なぜ新設のマーケティング部は上手くいかないのか?〜営業にマーケティングを取り入れる3つのステップ
「マーケティングはBtoCの考え方だよね。
うちの会社はBtoBだから」とか、
「営業だからマーケティングは関係ない」
「広告もやっていないしね」
という会社が以前は多かったのですが、
ここのところ「法人営業にもマーケティングを取り入れよう」
必要性を感じて動く会社も増えています。
確かに、マーケティングはコーラなどのドリンクや、
自動車など"BtoC"、対消費者向けの考え方として、
発達してきたのも事実です。
では、営業にマーケティングは必要ないのでしょうか ?
法人営業とマーケティング
しかし、営業活動について考えてみると、
「誰に、何を、どのように、どれくらい、いつまでに」
買ってもらうかという 、
「売り込まずに売れる"一連の流れ"」を考えること、
すなわちマーケティング活動なのです。
経営の大家のドラッカーは、
「事業の目的は、顧客を生み出すこと」で、
「そのためにマーケティングとイノベーション」が、
必要だと言っています。
有名なマーケティングコンサルタントが、
USJや丸亀製麺を、マーケティングの力で、
事業再生したことも話題になりました。
ITの急激な進化や、コロナやウクライナ情勢など、
変化の時代の今、
世の中がマーケティングを今一度見直そう、
という空気になってきています。
このような中で、社長自らが、
「これからはマーケティングだ」と、
「営業部にマーケティングチームを新設したり、
「DXが必要だ、ITを導入しよう」と、
マーケティングオートメーションやSaaSを導入したり、
SNSを新たに始める会社も増えています。
また、「伸びている市場に何かやらなければ」と、
インサイドセールスやリモート営業を導入したりする会社も増えています。
新しいことにすぐに取り組む姿勢は重要です。
また、マーケティングを導入して、
成果を出している会社もあります。
一方で「やってみたけれどもうまくいかない」
「なかなか思ったような成果が出ないのです」と、
相談にいらっしゃる企業が多いのも事実です。
上手くいく会社とそうでない会社は、
何が違うのでしょうか?
ITやシステムの導入、新しい売り込みの導入、
組織を変えてみるなどの、
表面的なことや方法を変えてみただけで、
はうまくいかないのです。
これは、パソコンやスマホというハードを買っても、
ソフトやアプリがないと動きませんし、
その使い方がわからなければ、
やはりうまく使えないのと同じです。
営業は「人」が「人」に向けて行う仕事なのでなおさらです。
営業にマーケティングを注入する3つのステップ
先程の事例のように、
形だけ入れるのではうまくいかないのです。
会社の営業部門に、マーケティング的な顧客目線を注入するときに必要な事は、大きく分けて3段階で入れるのが良いでしょう。
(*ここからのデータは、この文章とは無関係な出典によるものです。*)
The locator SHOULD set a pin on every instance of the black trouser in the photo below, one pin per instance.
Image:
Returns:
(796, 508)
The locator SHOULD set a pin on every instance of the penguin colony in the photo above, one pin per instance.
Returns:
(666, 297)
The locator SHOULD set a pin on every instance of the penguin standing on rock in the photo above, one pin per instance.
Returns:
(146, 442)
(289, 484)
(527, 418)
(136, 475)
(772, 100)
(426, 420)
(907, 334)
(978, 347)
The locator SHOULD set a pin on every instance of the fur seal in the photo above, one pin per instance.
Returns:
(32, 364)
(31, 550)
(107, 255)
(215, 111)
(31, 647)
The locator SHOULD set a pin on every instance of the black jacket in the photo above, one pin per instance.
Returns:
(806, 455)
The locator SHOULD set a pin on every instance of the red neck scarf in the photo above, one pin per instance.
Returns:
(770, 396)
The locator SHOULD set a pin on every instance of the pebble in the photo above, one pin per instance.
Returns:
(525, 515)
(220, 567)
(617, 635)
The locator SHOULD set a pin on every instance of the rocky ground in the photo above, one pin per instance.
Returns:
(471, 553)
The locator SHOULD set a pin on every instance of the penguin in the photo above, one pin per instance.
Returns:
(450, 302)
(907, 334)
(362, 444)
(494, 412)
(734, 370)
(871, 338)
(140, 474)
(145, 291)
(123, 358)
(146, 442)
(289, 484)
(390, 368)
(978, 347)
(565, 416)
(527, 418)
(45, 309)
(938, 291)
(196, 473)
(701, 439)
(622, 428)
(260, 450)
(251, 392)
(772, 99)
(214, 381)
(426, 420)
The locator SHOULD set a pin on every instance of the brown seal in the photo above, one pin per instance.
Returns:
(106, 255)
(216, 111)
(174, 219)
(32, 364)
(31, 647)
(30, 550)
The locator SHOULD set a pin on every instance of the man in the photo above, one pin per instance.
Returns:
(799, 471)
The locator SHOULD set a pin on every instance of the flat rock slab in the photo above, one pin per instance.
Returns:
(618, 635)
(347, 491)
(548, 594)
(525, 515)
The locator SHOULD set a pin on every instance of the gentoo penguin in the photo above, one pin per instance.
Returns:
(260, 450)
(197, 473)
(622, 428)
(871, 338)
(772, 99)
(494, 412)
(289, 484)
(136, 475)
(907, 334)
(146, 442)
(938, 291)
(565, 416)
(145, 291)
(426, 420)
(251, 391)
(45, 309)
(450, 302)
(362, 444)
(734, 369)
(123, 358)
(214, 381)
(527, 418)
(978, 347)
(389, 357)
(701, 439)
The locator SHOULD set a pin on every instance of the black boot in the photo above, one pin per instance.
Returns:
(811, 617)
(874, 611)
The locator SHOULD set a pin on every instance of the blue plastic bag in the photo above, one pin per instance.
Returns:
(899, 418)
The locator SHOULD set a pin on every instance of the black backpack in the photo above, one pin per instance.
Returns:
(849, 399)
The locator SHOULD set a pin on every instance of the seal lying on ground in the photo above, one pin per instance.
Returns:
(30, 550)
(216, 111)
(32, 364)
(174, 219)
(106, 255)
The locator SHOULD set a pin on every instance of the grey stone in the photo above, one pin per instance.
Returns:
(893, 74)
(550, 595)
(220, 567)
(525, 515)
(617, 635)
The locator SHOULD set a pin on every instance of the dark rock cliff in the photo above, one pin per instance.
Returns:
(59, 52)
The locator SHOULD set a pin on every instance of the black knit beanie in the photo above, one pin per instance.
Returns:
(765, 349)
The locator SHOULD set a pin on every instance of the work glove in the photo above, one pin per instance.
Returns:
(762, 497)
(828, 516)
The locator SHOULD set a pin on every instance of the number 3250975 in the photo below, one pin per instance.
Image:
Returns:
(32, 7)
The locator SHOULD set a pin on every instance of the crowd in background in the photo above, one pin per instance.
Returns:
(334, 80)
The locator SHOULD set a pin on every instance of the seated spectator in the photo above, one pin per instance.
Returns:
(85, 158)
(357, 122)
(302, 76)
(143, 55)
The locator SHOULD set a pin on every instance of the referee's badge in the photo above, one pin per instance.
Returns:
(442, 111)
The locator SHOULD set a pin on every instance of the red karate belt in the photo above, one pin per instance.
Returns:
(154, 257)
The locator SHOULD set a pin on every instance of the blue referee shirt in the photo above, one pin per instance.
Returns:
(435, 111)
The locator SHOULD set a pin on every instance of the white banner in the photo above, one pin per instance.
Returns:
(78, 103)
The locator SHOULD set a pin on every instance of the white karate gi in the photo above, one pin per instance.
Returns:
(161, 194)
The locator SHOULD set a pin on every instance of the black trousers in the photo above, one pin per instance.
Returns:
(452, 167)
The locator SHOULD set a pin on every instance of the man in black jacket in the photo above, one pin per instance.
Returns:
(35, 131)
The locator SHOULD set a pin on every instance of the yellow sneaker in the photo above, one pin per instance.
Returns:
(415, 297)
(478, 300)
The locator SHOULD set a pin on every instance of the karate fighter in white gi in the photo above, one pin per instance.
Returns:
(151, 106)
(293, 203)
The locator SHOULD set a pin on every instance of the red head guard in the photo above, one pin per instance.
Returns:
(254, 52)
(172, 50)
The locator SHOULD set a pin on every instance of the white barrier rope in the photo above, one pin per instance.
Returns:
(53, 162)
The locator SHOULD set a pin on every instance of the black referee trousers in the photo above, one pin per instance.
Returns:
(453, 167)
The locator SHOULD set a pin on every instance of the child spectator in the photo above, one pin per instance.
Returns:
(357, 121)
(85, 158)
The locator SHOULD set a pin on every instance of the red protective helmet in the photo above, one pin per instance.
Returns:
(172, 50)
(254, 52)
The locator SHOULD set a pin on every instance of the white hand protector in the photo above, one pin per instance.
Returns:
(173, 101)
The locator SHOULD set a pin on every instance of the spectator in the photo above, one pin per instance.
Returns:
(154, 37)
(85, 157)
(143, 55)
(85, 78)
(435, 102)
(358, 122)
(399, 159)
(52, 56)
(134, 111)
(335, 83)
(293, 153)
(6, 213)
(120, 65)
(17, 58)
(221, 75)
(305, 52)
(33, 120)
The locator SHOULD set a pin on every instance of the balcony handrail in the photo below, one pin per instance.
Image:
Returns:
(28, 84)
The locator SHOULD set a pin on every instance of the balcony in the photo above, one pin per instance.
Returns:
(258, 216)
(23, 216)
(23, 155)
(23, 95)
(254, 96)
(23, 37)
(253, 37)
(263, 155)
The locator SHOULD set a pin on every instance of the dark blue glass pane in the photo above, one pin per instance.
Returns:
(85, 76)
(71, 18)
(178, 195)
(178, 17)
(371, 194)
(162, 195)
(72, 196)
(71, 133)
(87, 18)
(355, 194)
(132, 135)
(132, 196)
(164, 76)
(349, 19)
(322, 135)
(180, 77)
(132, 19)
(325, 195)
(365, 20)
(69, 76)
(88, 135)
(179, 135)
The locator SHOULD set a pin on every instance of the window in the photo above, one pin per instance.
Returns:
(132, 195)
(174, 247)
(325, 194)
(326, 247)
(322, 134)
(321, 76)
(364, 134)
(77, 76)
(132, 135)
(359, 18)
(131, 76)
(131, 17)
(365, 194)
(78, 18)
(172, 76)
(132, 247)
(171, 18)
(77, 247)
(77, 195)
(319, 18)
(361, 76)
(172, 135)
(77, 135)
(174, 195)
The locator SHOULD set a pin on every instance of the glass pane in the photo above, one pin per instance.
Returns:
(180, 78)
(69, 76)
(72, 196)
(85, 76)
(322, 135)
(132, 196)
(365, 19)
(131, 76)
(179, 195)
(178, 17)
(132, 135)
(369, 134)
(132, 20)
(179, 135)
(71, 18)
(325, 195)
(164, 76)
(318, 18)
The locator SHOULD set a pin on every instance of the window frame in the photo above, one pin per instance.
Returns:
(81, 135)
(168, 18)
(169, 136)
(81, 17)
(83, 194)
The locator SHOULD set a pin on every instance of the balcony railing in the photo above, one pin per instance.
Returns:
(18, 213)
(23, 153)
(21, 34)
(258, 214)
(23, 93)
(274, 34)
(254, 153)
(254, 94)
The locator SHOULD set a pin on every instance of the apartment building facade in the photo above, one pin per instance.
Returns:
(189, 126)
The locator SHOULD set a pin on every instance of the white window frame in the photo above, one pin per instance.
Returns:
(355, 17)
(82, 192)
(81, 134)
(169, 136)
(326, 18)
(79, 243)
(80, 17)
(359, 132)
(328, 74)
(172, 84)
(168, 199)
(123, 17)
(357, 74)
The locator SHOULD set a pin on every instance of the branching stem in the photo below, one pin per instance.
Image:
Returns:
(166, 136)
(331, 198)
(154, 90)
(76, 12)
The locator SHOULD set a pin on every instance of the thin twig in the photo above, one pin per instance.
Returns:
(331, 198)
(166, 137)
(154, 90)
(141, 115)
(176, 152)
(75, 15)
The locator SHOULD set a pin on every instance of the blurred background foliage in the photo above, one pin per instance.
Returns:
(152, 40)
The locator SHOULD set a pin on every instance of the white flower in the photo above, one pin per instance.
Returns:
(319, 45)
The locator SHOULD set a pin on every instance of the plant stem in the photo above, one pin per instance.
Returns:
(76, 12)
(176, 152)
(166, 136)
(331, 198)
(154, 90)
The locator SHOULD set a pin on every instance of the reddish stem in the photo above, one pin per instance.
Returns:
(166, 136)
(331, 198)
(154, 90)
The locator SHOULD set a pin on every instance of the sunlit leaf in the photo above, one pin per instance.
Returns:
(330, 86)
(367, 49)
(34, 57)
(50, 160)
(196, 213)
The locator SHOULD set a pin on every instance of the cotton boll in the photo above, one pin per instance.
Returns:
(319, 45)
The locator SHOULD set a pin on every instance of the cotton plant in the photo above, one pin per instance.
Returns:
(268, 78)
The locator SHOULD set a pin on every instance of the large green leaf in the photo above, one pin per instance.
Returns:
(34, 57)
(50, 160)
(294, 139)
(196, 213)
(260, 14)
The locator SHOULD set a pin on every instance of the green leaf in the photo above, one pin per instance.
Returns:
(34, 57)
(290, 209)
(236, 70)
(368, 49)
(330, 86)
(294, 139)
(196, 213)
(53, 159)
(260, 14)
それは、
- WHY:なぜやるのかという理由・やる意義
- WHAT:何をやるのかという方針
- HOW:どうやってやるのかという具体的な施策
をこの順番で導入することです。
1. WHY 取り入れる意味
まずすべきは"なぜ営業にマーケティングを取り入れると効果が出るのか"という意味、やる意義をはっきりと定義します。
人は「これをやれ」と言われればまずはやりますが、
それでは"やるだけ"で終わってしまいます。
「マーケティングを取り入れると、自分の仕事がどうなるのか?」
「その結果、どんな成果が出るのか?」
が腹落ちしないと、続かないのです。
やる意義を明文化して、組織内に浸透させていくことで、社員全体が腹おちします。
そしてもう一つ重要なのが、
「マーケティングを営業に入れると、
うちの会社の営業はどうなるのか」という、
会社が目指すゴールとビジョンを提示することが重要です
2. WHAT 方向性を決める
そして、その理想の姿に向かってどんな方針で何をやるのか、
やりたい事の全体像といった大きな絵を描いていきます。
方向性や課題といった"戦略"をはっきりさせることです。
3. HOW 具体的な施策を決める
方針と戦略がはっきりしたら、
「誰が、何を、いつまでにやるか」
という行動計画を立てていきます。
その時に必要な事は、スーパー営業マンに頼るといった属人的な営業から抜け出せる仕組みを構築すること。
まずは"型"を作りそこから始め、
徐々に工夫を入れて改善していく、というステップがいいでしょう。
これが「誰がやっても最低限の成果を出せる」
「顧客の引き継ぎもスムースにできる」といった、
再現できる仕組みを作って実施するということが重要です。